William Glasser, MD, who received his MD degress in 1953 from Case Western Reserve University was an American psychiatrist. William was awarded an honorary doctorate in human letters by the University of San Francisco. Founder and Director of the Institute for Reality Therapy, he was authoer and editor of ten books on the topics of reality therapy and education. He was also the developer of Choice Theory. His ideas, which focus on personal choice, personal responsibility and personal transformation, are considered controversial by mainstream psychiatrists, who focus instead on classifying psychiatric syndromes as "illnesses", and who often prescribe psychotropic medications to treat mental disorders.
Lynn Hoffman, A.C.S.W., is an internationally renowned theorist and lecturer on family therapy who has written many books and articles including Techniques of Family Therapy, Foundations of Family Therapy, Milan Systemic Family Therapy and Exchanging Voices. She is currently Consultant to the Center for Collaborative Studies at North Central Human Services in Gardner, Mass., and serves on the faculty of the doctoral program at Smith School of Social Work. She is an emeritus faculty member of the Ackerman Institute for Family Therapy in New York. In 1988, Hoffman was awarded the Life Achievement Award for Distinguished Contribution to the Field of Family Therapy by the American Association for Marriage and Family Therapy. She is an advisory editor of Family Process. She received her M.S.W. in 1971 from the Adelphi School of Social Work.

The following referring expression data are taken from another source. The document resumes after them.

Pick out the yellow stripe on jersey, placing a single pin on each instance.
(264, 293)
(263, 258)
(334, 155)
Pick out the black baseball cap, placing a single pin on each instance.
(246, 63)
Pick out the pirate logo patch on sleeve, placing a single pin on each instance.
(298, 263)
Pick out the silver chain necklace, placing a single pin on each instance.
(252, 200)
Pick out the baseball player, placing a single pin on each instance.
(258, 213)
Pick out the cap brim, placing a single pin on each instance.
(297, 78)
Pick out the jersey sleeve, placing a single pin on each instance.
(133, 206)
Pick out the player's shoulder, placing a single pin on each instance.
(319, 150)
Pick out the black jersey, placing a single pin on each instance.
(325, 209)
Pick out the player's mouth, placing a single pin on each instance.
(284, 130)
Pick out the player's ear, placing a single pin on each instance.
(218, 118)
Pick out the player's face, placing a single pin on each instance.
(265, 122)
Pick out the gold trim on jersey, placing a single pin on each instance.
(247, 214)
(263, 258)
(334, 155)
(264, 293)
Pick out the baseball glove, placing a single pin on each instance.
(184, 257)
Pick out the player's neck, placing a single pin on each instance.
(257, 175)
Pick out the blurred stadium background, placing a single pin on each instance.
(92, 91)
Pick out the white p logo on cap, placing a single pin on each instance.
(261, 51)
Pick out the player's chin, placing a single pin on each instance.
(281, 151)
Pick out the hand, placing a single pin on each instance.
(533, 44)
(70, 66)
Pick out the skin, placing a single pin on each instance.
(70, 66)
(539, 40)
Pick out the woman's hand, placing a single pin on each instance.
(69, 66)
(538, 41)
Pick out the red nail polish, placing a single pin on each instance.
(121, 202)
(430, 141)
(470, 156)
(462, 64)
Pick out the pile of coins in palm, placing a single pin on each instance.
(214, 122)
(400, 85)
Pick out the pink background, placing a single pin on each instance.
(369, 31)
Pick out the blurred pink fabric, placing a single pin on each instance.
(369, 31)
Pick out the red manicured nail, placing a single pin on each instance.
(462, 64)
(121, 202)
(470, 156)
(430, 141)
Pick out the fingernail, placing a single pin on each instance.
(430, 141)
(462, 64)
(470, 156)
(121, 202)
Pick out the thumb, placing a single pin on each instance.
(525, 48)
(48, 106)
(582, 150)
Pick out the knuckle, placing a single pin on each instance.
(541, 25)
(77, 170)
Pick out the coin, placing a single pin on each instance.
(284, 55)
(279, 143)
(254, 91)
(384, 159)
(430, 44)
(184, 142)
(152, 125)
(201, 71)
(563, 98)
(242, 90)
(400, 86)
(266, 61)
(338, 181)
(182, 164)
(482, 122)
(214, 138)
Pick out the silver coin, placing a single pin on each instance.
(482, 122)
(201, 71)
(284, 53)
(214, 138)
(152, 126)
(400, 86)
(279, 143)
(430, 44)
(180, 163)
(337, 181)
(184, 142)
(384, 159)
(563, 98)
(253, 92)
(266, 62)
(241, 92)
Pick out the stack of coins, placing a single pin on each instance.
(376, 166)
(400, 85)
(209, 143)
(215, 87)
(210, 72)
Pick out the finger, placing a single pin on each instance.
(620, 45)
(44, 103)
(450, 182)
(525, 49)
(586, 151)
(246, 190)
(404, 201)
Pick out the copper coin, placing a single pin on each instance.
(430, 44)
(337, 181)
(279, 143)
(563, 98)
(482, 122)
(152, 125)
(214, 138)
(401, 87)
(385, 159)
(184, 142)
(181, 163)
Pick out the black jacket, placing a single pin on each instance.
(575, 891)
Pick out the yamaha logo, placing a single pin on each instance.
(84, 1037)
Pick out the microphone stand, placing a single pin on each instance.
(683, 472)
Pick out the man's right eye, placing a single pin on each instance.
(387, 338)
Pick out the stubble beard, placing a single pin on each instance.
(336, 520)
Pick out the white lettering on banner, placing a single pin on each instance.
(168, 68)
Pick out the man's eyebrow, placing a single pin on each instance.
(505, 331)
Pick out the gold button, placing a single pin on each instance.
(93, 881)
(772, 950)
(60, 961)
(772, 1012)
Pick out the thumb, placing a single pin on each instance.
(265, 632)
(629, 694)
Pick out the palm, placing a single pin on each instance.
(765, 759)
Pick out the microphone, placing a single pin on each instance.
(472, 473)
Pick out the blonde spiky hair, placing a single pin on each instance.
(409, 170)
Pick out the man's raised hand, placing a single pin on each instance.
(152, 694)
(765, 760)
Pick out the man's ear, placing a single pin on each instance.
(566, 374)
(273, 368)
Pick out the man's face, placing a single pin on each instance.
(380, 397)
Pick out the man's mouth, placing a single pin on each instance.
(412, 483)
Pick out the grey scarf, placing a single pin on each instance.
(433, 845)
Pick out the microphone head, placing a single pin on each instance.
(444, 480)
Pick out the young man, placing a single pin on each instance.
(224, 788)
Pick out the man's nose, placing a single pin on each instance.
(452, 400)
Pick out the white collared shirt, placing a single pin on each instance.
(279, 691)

Ernest L. Rossi, PhD, is an internationally renowned therapist, teacher and pioneer in the psychobiology of mind-body healing. The author of more than 24 professional books, Dr. Rossi worked with Milton Erickson for eight years and co-authored three classic volumes on therapeutic hypnosis with him. Rossi has also edited four volumes of Erickson's Collected Papers and four volumes of Erickson's Seminars, Workshops and Lectures. He has been conducting research in the psychosocial genomics of ultradian rhythms and their relation to mind-body healing and psychotherapy for over three decades.
Joseph Wolpe, MD, was a South African psychiatrist, one of the most influential figures in Behavior Therapy. Wolpe grew up in South Africa, attending Parktown Boys' High School. Joseph received his M.D. in 1948 from the University of Whitatersrand in Johannesburg, South Africa. He was Emeritus Professor fo Psychiatry and Former Director of Behavior Therapy Unity at Temple University Medical School. He was Professor of Psychiatry at the Medical College of Pennsylvania. One of the leading practitioners of behavior therapy, he has authored three books and co-edited two, and has more than 200 professional publications. He cofounded the Journal of Behavior Therapy and Experimental Psychiatry. He is receipient of the Distinguished Scientific Award for the Applications of Psychology from the American Psychological Association.